Mexico: 6 prisoners ca...
Mexico: 6 prisoners caught trying to swim from island jail
Authorities caught six prisoners at sea as they attempted to escape from an island jail off the Pacific Coast of Mexico.
November 25, 2011
Six escapees have been recaptured in the Pacific Ocean after attempting to swim to shore from a Mexican island prison.
The men used empty plastic water tanks and wooden planks to help them stay afloat, the Associated Press reported, prompting comparisons with Dustin Hoffman's escape from Devil's Island in the movie Papillon.
When they were picked up by the Mexican Navy Thursday, they had already swum some 60 miles from the Islas Marias Penal Colony, and were some 58 miles from the mainland.
Their escape was foiled when a passing boat spotted them in the water and called the authorities.
The inmates, aged between 28 and 39, were taken to the mainland for a medical examination and then returned to prison.
They were said to be "sunburnt and unhappy," but in reasonable health.
Islas Marias is the last remaining island penal colony in the Americas. Its inmates are generally free to roam the island, the AP said, since the geographical location was chosen to make the prison naturally escape-proof:
The Islas Marías Federal Penal Colony is a penitentiary establishment of the Federal Government of Mexico, administered through the Federal Secretariat of Public Security. It is located on Isla María Madre, the northernmost island of the largest of the Marías Islands archipielago.

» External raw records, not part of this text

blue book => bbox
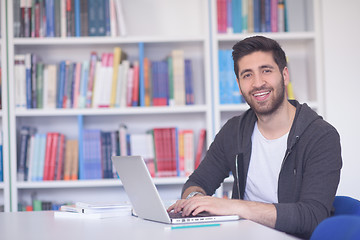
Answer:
[219,49,229,104]
[83,129,102,179]
[104,0,111,36]
[17,126,30,181]
[265,0,271,32]
[45,0,55,37]
[78,115,85,179]
[231,0,242,33]
[30,133,40,181]
[0,131,4,182]
[25,54,33,109]
[56,61,66,108]
[172,128,181,177]
[0,144,4,182]
[139,42,145,107]
[159,61,169,105]
[74,0,81,37]
[30,54,38,108]
[37,134,46,181]
[96,0,106,36]
[185,59,194,105]
[151,61,159,106]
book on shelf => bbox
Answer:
[17,124,200,181]
[54,202,132,219]
[14,47,195,109]
[13,0,127,38]
[195,129,206,169]
[216,0,308,34]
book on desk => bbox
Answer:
[54,202,132,219]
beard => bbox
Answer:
[241,76,285,116]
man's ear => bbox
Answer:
[282,67,290,86]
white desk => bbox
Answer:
[0,211,296,240]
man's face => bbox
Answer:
[238,51,288,115]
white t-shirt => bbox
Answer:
[244,123,289,203]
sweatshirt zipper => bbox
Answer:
[280,136,300,175]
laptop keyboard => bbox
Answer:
[169,212,210,218]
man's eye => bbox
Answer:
[264,69,271,73]
[243,73,251,79]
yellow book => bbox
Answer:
[110,47,121,107]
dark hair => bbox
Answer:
[232,36,287,79]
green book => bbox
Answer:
[33,200,42,211]
[167,57,175,106]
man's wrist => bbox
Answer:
[186,191,205,199]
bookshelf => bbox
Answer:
[7,0,213,211]
[211,0,324,132]
[0,0,324,211]
[0,1,10,212]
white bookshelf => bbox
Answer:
[211,0,324,133]
[0,1,10,212]
[0,0,324,211]
[7,0,213,211]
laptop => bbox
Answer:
[111,156,239,224]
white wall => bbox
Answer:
[322,0,360,199]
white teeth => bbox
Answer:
[254,91,270,97]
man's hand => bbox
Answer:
[168,195,239,216]
[168,195,276,228]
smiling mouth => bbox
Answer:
[253,91,270,97]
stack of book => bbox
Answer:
[54,202,132,219]
[17,124,206,181]
[13,0,127,38]
[217,0,307,33]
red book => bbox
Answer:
[43,133,53,181]
[55,134,65,180]
[169,128,180,176]
[86,52,98,108]
[217,0,227,33]
[48,133,59,180]
[195,129,206,169]
[153,128,163,176]
[131,61,139,107]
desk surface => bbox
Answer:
[0,211,296,240]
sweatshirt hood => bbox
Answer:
[288,100,322,149]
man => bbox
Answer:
[168,36,342,238]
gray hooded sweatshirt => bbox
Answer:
[183,101,342,238]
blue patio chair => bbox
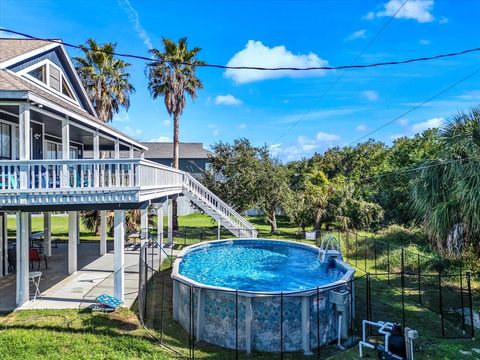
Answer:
[93,294,123,312]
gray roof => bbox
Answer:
[142,142,211,159]
[0,39,52,62]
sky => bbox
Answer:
[0,0,480,161]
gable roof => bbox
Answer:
[0,38,54,62]
[142,142,211,159]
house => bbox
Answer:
[142,142,211,176]
[0,39,256,306]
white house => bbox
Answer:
[0,39,256,306]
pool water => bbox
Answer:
[179,240,345,292]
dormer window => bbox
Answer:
[28,65,47,84]
[23,60,78,102]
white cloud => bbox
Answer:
[215,94,242,105]
[365,0,435,23]
[270,131,340,161]
[118,0,153,50]
[150,136,172,142]
[345,29,367,41]
[224,40,328,84]
[356,124,368,132]
[412,117,445,133]
[360,90,380,101]
[124,126,142,136]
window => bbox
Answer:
[62,76,74,99]
[28,65,47,84]
[0,123,12,159]
[50,65,61,91]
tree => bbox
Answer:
[73,39,135,122]
[411,107,480,256]
[147,37,204,229]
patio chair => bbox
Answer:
[92,294,123,312]
[29,248,48,271]
[7,249,17,272]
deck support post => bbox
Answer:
[16,211,30,307]
[113,210,125,301]
[157,204,163,249]
[140,208,148,245]
[43,211,52,256]
[18,103,31,189]
[68,211,78,275]
[0,212,8,276]
[167,199,173,245]
[100,210,107,256]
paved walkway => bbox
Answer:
[0,242,169,311]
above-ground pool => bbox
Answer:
[172,239,354,353]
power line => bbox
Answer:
[0,28,480,71]
[272,0,408,144]
[348,68,480,146]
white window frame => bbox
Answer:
[17,59,81,107]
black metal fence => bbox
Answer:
[333,232,475,338]
[138,229,474,359]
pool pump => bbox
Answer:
[358,320,418,360]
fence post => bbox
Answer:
[438,266,445,338]
[460,263,467,335]
[387,242,390,286]
[467,271,475,339]
[400,247,405,329]
[280,292,283,359]
[235,290,238,360]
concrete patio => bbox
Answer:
[0,241,163,312]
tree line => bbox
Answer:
[203,108,480,256]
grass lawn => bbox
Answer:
[0,214,480,360]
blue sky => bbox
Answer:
[0,0,480,161]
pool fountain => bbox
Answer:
[172,239,354,354]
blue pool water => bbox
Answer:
[179,240,344,292]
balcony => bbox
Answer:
[0,159,184,209]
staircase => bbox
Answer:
[183,173,257,239]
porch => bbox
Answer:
[0,241,163,312]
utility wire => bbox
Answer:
[272,0,408,144]
[348,68,480,146]
[0,28,480,71]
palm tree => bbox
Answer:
[412,107,480,256]
[147,37,204,229]
[73,39,135,122]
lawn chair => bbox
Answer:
[29,248,48,271]
[92,294,123,312]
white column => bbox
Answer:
[18,104,31,189]
[93,130,100,187]
[113,210,125,301]
[157,204,163,248]
[43,212,52,256]
[140,208,148,244]
[0,212,8,276]
[167,199,173,245]
[62,116,70,187]
[100,210,107,256]
[16,211,30,306]
[68,211,78,274]
[77,211,80,245]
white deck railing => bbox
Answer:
[0,159,183,192]
[183,173,257,237]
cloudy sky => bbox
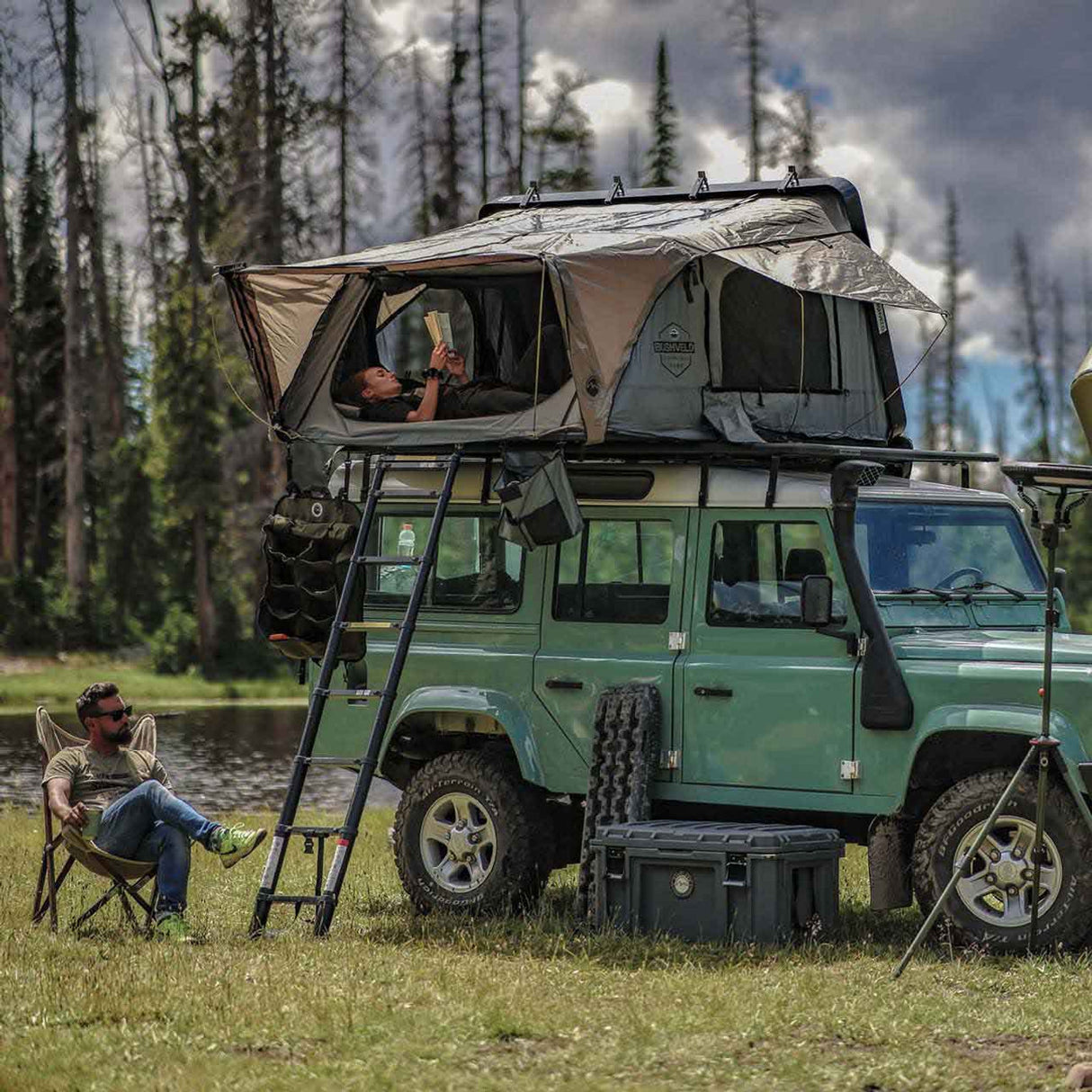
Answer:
[10,0,1092,447]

Built in 1905, under the government of Porfirio Díaz, the prison of las Islas Marías was "the pride of the government" becoming the most modern prison model of its time, "escape proof", which operated as an alternative to house the delinquents, who due to their profile and background, could not be held in the prison of Lecumberri.
Until 1950 this prison colony was known as a feared detention center, due to violence, disease, and forced labor. It is calculated that the total number of prisoners to be housed there is above 29,000 .
During the government of Ernesto Zedillo the government decided to modernize the prison system and Islas Marias was deactivated. On 27 November 2003 it was declared a biosphere reserve but with the prison system still existing.
The prison situation in Mexico became so critical that the government announced in 2004 that they were reactivating the Islas Marias prison to transfer 2,500 prisoners from prisons all over the country.